Но пожара нет. Значит, разгерметизация где-то впереди.
— Надо убрать людей, задавит!
Сцепив зубы, через силу поднимаюсь на четвереньки. Как на этом склоне кого-то тащить? Устоять бы. Цепляюсь за плечи ближайшего тела, превозмогая боль в руке и смаргивая текущую кровь. Мы заперты. Вариант только один — перезапустить механизм снаружи.
— Кэм. — Натыкаюсь взглядом на знакомую голову и скатываюсь обратно, стараясь не въехать ни в кого ногами.
— Кэмерон, очнись, давай же. — Голова парня лежит под неестественным углом, и на секунду я пугаюсь, что у него свёрнута шея. Шевелится.
— Чёрт возьми, — облегченно провожу рукой по лбу, отмечая, что кровь остановилась.
— Где мы? — Он стонет и медленно переворачивается ко мне.
— Там же. Что-то произошло, нас отрезало системой защиты.
— Есть связь?
— Да, должна быть. — Поздно спохватываюсь проверить.

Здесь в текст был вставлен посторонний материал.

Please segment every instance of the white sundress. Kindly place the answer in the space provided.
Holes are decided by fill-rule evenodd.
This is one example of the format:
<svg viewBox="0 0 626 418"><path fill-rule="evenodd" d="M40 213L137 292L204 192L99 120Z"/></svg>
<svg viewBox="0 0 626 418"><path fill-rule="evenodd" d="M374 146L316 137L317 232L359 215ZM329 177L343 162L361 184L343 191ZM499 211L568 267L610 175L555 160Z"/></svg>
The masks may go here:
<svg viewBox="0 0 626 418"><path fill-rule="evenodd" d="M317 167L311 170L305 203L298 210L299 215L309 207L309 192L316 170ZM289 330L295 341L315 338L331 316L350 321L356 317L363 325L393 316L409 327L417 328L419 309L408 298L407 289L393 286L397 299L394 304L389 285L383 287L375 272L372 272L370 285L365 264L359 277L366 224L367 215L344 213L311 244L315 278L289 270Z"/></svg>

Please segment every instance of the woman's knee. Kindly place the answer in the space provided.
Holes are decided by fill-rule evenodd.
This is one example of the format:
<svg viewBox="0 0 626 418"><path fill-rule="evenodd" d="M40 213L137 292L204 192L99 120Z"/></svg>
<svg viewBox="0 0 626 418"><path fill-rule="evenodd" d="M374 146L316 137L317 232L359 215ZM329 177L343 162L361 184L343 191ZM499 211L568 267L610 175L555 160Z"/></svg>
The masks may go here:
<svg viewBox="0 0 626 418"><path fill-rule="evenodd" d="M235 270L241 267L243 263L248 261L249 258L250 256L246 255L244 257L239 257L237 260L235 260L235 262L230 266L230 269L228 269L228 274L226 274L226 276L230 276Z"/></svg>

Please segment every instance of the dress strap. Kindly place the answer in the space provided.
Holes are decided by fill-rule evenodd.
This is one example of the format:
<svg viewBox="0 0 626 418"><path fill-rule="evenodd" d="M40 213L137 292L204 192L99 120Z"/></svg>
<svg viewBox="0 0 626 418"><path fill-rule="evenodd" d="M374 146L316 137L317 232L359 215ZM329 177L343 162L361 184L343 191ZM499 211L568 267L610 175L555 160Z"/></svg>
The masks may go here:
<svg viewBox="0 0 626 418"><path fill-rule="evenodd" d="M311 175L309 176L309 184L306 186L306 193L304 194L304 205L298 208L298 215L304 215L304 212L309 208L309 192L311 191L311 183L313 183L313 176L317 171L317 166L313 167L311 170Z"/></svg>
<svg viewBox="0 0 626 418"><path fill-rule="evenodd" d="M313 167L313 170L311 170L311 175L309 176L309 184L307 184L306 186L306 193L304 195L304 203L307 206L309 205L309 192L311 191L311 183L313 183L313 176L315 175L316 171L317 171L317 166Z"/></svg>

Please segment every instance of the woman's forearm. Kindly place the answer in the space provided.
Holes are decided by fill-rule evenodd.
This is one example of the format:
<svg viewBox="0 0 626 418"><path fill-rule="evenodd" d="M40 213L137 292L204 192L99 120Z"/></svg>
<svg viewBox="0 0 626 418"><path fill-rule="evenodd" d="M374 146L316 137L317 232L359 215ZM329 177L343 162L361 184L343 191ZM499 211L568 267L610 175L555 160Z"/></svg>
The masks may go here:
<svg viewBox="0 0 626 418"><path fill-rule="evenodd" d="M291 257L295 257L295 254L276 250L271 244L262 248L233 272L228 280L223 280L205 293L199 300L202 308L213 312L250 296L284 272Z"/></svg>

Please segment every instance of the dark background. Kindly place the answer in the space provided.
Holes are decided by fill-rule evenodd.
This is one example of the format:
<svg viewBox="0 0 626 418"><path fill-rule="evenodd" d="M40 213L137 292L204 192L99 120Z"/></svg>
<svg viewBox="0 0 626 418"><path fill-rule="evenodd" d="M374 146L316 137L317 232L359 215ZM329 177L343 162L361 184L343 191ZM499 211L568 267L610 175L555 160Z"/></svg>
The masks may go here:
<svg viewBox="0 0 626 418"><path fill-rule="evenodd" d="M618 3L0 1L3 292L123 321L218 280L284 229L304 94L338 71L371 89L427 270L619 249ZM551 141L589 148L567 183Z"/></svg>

— Послушайте! — оборачиваюсь к мужчине, взобравшемуся на стойку регистрации. — У нас пробоина. Корабль разбит на две части. Снаружи знают, что мы закрыты; скоро организуют коридор для эвакуации. Только придётся подождать.
— Хорошие новости. — Кэмерон заходиться кашлем, и я улавливаю характерный запах. Что-то в вентиляции.
— Топливный пар. Дерьмо. Эй! — теперь уже я обращаю на себя внимание. — В воздухе топливо! Здесь же должны быть респираторы или противогазы?
Кто-то охает и начинает зажимать лицо рукавами.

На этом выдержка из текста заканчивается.